# Which Whiskey you like?



## melaniestaines (Oct 14, 2019)

I'd like to ask which whisky you peeps like?

I like scotch whiskey the older it is, the more i like it.


----------



## bbloke (Nov 23, 2019)

There are many out there (different distilleries and ages), but I've always liked Caol Ila.  Glenmorangie tends to be quite gentle if introducing people to whisky.  I've also tried Japanese whisky (e.g. Nikka), but not really tried Irish whiskey (note the little quirk: Irish whiskey has the "e" and Scottish whisky does not).

These days I'm more into sake and into gin.


----------



## melaniestaines (Nov 28, 2019)

Nice


----------



## bbloke (Dec 8, 2019)

Which bit, the whisky or the gin?


----------



## SGilbert (Dec 21, 2020)

Rye whiskey is my go-to sippin' whiskey.

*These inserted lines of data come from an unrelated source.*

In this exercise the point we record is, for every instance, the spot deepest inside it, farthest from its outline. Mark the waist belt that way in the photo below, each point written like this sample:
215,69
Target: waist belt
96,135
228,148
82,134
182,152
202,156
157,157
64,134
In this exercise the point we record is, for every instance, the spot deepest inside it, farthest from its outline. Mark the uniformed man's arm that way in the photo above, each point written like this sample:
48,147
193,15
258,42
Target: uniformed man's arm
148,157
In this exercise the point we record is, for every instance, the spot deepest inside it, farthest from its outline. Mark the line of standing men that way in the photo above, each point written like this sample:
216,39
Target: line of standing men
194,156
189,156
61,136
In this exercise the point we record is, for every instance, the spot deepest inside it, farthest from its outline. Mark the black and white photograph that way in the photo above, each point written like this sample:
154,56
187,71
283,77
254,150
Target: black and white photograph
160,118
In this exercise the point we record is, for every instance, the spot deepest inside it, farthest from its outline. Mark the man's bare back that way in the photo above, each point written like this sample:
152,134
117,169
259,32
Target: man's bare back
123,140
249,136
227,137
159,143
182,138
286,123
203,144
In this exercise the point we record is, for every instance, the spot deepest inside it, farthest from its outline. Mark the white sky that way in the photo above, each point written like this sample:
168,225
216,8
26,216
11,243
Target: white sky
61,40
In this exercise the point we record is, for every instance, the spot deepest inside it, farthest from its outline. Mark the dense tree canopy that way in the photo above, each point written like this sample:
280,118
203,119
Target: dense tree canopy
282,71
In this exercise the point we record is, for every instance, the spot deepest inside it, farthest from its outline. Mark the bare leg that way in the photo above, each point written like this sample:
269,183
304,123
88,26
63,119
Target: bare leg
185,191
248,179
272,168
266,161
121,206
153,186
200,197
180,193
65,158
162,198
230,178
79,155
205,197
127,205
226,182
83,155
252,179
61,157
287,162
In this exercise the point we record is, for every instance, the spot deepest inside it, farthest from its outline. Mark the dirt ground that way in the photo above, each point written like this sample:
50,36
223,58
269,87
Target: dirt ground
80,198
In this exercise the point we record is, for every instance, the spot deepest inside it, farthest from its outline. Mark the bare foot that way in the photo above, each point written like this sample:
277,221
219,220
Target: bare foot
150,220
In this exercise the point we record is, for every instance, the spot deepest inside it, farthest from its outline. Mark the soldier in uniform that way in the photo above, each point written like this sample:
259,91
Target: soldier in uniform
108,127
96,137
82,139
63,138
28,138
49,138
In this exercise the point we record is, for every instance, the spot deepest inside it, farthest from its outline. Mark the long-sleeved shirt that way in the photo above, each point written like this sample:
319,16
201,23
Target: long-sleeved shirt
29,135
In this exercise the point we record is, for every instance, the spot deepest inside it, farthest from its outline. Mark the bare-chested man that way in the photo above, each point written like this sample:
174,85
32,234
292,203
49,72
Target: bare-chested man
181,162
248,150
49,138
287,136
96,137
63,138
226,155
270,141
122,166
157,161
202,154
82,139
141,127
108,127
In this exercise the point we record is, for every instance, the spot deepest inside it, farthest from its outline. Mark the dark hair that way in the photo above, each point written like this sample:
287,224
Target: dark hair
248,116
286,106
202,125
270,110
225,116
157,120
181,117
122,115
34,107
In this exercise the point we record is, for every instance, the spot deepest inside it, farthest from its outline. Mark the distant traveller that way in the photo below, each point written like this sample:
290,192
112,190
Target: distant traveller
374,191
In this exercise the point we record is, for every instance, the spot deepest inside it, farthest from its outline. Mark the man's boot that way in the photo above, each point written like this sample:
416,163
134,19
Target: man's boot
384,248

At 100 proof, there's no such thing as smooth, but Old Forrester or Rittenhouse are somewhat smooth.


----------



## UncleGar (Dec 25, 2020)

Bourbon. Specifically, Buffalo Trace...or most anything from that family.


----------



## marktinder (Dec 25, 2020)

Wild Turkey 81/101


----------



## chevy (Dec 31, 2020)

My preference goes to scotch whisky, mostly from Islay, but I like Jura and Oban too. 

I had a 25 y old Glenlivet... but it didn't survive the end of the year, a few years ago. A Glen Moray 1962 is also a very good souvenir.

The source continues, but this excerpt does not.